The people were very friendly. All the "brethren" and "sisters" came to kiss hands, and to wish that my departure "might be in great peace," and on Sunday evening I was present at a gathering of men in a room with the door carefully bolted and guarded, who desired me to convey to "the Consul" at Erzerum, with the attestation of the names of the priests of the Old and Reformed Churches, certain complaints and narratives of wrong, which represented a condition of living not to be thought of without grief and indignation, and not to be ignored because it is partially chronic.

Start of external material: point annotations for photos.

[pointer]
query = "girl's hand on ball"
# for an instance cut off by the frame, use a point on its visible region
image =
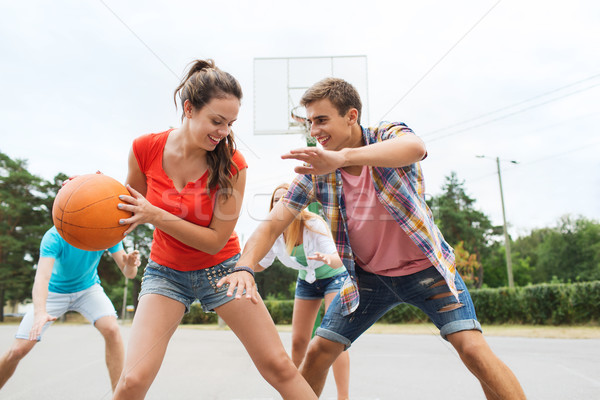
(143, 211)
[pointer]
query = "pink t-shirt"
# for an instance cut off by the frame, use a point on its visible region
(379, 244)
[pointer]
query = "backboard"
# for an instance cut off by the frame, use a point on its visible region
(279, 83)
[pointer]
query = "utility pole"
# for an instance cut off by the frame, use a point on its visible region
(511, 282)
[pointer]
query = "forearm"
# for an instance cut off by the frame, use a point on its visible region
(257, 247)
(393, 153)
(39, 294)
(336, 261)
(199, 237)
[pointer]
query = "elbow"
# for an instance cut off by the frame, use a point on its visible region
(420, 150)
(213, 249)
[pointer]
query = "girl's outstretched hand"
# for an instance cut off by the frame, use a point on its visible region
(143, 211)
(241, 280)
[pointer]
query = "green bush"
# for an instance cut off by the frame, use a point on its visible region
(197, 316)
(544, 304)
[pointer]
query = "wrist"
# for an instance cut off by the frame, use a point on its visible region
(243, 268)
(346, 155)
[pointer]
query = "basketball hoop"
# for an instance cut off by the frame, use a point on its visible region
(299, 120)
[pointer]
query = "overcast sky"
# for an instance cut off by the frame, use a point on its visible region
(519, 80)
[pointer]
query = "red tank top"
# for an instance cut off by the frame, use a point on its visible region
(193, 203)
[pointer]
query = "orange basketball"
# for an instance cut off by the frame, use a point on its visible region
(85, 212)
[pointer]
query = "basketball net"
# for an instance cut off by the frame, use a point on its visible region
(299, 121)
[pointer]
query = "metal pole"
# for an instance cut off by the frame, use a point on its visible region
(511, 283)
(124, 310)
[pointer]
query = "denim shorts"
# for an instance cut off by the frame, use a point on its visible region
(319, 288)
(189, 286)
(92, 303)
(379, 294)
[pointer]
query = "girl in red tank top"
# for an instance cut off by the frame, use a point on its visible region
(189, 183)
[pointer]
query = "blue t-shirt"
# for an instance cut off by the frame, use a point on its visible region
(74, 269)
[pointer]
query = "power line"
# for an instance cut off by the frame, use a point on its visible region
(439, 61)
(510, 106)
(545, 158)
(512, 113)
(237, 138)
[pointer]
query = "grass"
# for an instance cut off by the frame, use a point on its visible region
(532, 331)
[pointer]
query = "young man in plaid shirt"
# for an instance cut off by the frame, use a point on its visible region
(370, 184)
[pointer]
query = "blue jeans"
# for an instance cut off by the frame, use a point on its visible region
(319, 288)
(379, 294)
(189, 286)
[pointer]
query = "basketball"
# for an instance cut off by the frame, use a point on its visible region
(85, 212)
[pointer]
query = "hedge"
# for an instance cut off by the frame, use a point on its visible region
(544, 304)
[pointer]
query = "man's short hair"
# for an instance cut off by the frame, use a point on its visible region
(340, 93)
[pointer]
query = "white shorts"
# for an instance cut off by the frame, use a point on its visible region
(92, 303)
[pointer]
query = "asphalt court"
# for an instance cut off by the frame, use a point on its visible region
(212, 364)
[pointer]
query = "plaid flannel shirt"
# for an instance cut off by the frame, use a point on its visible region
(402, 193)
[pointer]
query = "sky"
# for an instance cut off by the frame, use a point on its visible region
(517, 80)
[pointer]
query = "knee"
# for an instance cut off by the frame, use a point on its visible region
(299, 344)
(17, 352)
(473, 351)
(129, 386)
(111, 332)
(321, 349)
(279, 368)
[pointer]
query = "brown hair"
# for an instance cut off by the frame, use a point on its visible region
(204, 82)
(293, 233)
(342, 95)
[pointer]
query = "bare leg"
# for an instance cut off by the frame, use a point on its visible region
(319, 357)
(303, 321)
(341, 366)
(155, 321)
(254, 327)
(496, 379)
(114, 349)
(9, 361)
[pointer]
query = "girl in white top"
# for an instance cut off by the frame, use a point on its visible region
(307, 245)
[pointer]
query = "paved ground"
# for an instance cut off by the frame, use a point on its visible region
(212, 364)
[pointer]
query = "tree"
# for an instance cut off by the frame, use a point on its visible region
(24, 217)
(276, 281)
(459, 221)
(467, 265)
(570, 252)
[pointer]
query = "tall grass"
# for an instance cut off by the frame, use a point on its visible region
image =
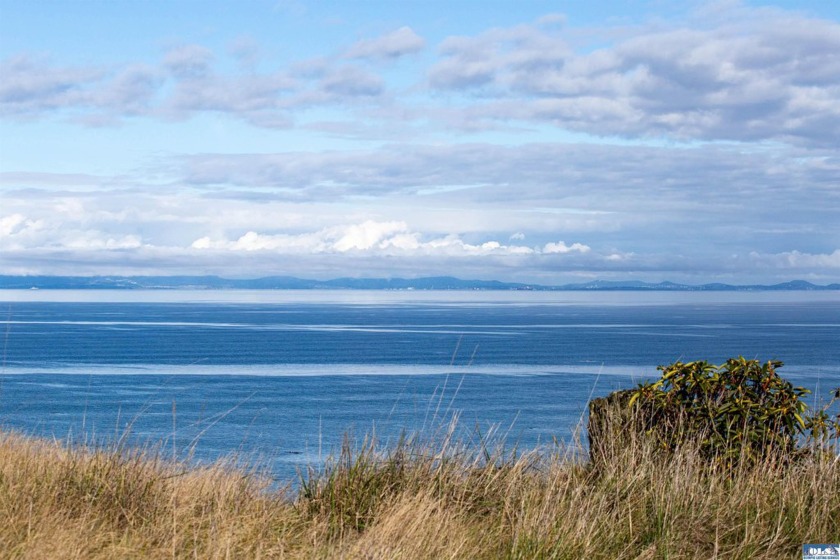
(415, 500)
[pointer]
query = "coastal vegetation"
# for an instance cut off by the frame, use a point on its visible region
(708, 462)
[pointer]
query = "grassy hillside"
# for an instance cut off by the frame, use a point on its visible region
(415, 501)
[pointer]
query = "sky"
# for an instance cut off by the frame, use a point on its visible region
(529, 141)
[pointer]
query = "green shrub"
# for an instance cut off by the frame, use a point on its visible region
(738, 411)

Yangaloo is a typical Armenian village, its ant-hill dwellings are half-sunk, and the earth which has been excavated is piled up over their roofs and sides. The interior of each dwelling covers a considerable area, and is full of compartments with divisions formed by low clay walls or by the posts which support the roof, the compartments ramifying from a widening at the inner end of a long dark passage. In Yangaloo, as in other villages on the plains, the earth is so piled over the houses as to render them hardly distinguishable from the surrounding ground, but where a village burrows into a hill-side only a small projection needs an artificial roof. The people live among their live stock; one entrance serves for both, and in winter time the animals never leave the stables. The fireplace or tandūr is in the floor, but is only required for cooking purposes, as the heat and steam of the beasts keep the human beings comfortably warm. From two to five families live in every house, and the people are fairly healthy.[57]